Regressámos à normalidade, ao nível onde geralmente vivemos, apesar de se observarem algumas resistências, algo induzidas, aqui e além. É este o tempo de se reflectir sobre o que aconteceu.
Numa pequena região da Europa, há um país de resistentes como nas histórias do Astérix. Um grupo de tipos desenrascados, algo brigões, alguns dos quais caíram no caldeirão quando eram pequeninos e são a chamada geração de ouro. Nesta terra há duas realidades, uma que é a mais abominável de todas chamada trabalho e organização e outra que é o super-valor que é a capacidade de desenrascar a coisa. Esta segunda mostra uma das grandes características destas gentes, a sua inteligência superior, isto é, a possibilidade de resolverem os problemas com que se vão deparando, de forma bastante eficaz.

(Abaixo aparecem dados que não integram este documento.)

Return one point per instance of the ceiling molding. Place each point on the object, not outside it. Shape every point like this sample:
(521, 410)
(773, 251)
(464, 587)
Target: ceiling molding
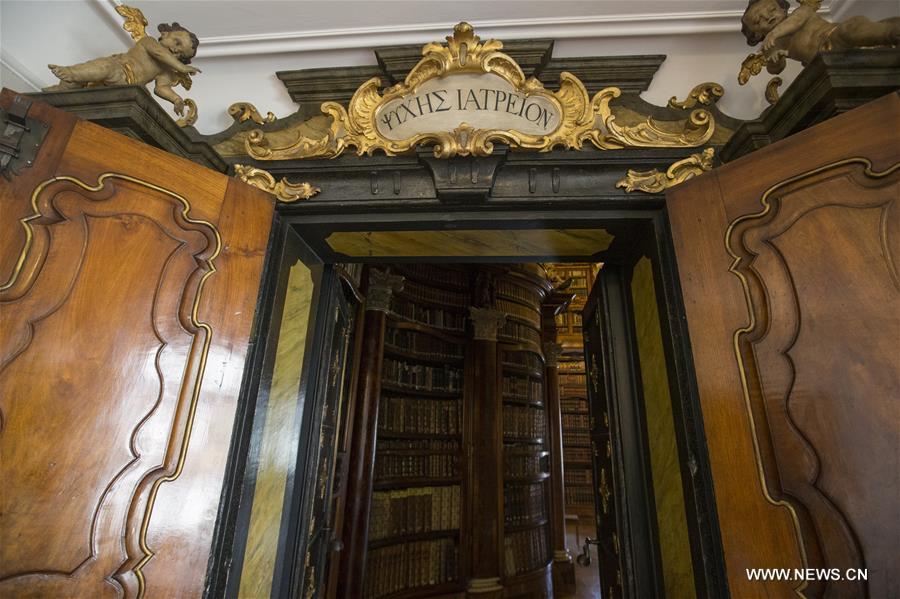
(559, 28)
(18, 69)
(113, 19)
(593, 26)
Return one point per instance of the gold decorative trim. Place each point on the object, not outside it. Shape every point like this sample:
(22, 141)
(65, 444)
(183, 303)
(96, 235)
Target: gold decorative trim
(581, 118)
(604, 491)
(195, 321)
(245, 111)
(653, 181)
(705, 93)
(135, 21)
(284, 190)
(752, 65)
(751, 325)
(772, 89)
(191, 117)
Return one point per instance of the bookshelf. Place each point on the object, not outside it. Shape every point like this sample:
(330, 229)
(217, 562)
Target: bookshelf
(460, 483)
(418, 489)
(578, 478)
(526, 491)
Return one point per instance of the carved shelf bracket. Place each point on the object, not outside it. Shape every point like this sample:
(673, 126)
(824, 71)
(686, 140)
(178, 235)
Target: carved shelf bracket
(552, 353)
(653, 181)
(382, 286)
(284, 190)
(486, 323)
(245, 111)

Às vezes conseguem iludir-se completamente nuns acesso de fé em que atingem os objectivos antes de lá chegarem. Nos últimos anos, instituíram um reforço desta estratégia de funcionamento mental com a ajuda dos meios de comunicação. São os chamados 15 minutos de fama. Vem-se do quase nada, é-se promovido de forma exaustiva pelos meios de informação, com as televisões com papel dominante, até se atingirem níveis muito altos de glória e sonho provocando-se, desde Timor, uma estimulação de adesão popular a esta forma de estar, que se exalta até ao limite. É o esquema Big brother em marcha. Depois, bem depois, os Zés Marias não se aguentam e a queda é a pique. Pelo meio fazem-se preces, promessas, bruxedos se necessário. Desta vez, houve superstições com gravatas, gente que via os jogos só em determinados sítios, outros que nem os podiam ver por darem azar. Subconscientemente, parece que se não acredita, por isso se apela à ajuda do sobrenatural, não será? A sorte que é precisa por o trabalho, talvez, não ter sido suficiente. Como os alunos que não estudam a matéria toda e vão ao exame confiando na sorte de terem estudado as partes que vão sair...com os resultados habituais a seguir. Sinceramente, custa-me a crer que se deva à sorte perder duas vezes em casa contra a mesma equipa, mas sou mau analista. Espero pelos comentários do Professor Marcelo.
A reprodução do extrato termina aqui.